Warren's actual logo is her last name in all-caps and underlined set in suffragette colors of purple, white and green ("Liberty" green, her campaign store notes, if we're being specific). It's simple and sober, and a lot harder than Sanders' logo to mock or repurpose.

Trump has found himself on the receiving end of design jokes too. In 2016 after then-Indiana Gov. Mike Pence was added to the ticket, the campaign briefly tried out a dual-letter logo of a T and P interlocked as part of a stylized flag design. It was mocked widely online and wasn't used again, although it popped up in unofficial campaign paraphernalia and merchandise. For the remainder of the campaign, Trump stuck with his name-and-slogan logo.

It's possible 2020 design could continue to evolve and change, just as Clinton's H was adapted for different holidays and occasions. Bierut predicted candidates will need to develop concise marks that fit in small spaces like social media profile photos, and campaign stores like Warren's already show red, white, and blue merch, hinting at branding variations in color. Even Trump said last year the red MAGA hat could go green for his reelection campaign, to represent cash.

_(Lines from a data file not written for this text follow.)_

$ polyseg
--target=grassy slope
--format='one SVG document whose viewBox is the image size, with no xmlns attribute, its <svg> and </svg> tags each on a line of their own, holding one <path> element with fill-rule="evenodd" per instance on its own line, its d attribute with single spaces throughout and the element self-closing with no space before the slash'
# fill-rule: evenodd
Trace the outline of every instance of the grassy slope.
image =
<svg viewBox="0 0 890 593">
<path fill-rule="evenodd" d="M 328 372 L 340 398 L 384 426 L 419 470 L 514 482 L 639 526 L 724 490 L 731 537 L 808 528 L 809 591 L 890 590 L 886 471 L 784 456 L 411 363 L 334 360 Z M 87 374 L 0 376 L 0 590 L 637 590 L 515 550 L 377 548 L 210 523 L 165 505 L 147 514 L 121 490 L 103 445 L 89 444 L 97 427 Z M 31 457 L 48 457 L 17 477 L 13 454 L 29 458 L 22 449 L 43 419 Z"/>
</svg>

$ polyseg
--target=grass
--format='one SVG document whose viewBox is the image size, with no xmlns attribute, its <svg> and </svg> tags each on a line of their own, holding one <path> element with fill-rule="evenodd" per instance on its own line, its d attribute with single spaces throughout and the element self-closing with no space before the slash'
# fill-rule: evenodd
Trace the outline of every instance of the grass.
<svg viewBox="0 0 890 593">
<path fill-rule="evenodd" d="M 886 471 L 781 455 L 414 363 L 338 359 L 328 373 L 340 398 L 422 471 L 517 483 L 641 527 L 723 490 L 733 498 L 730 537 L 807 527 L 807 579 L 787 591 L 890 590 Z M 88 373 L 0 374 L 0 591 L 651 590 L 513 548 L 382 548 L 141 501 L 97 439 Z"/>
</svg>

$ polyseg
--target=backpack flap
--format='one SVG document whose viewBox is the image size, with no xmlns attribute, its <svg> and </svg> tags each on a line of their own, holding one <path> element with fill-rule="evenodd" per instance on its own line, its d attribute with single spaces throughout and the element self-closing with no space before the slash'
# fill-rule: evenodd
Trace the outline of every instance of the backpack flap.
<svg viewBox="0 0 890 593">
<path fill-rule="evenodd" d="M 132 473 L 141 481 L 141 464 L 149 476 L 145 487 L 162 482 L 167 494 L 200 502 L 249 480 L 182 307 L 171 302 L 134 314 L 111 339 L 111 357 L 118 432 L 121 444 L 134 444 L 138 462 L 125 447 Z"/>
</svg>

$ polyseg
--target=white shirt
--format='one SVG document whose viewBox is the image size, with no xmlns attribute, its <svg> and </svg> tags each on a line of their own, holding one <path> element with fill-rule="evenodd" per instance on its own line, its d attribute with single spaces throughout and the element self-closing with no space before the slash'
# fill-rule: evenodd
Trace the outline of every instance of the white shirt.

Campaign logos aren't as important as a candidates' positions on the big issues or their voting records, but they do signal something important about how candidates would like to be perceived. It's how they'll be represented on bumper stickers, yard signs, and T-shirts for months to come. It's the image that will deck the lecterns from which they speak as they campaign for the right to speak behind a lectern with the Seal of the President of the United States.

Through branding, candidates are saying something about themselves, their campaign, and their vision for America. And for the most diverse primary field ever seen in major-party politics, Democrats are representing themselves through a new generation of political design.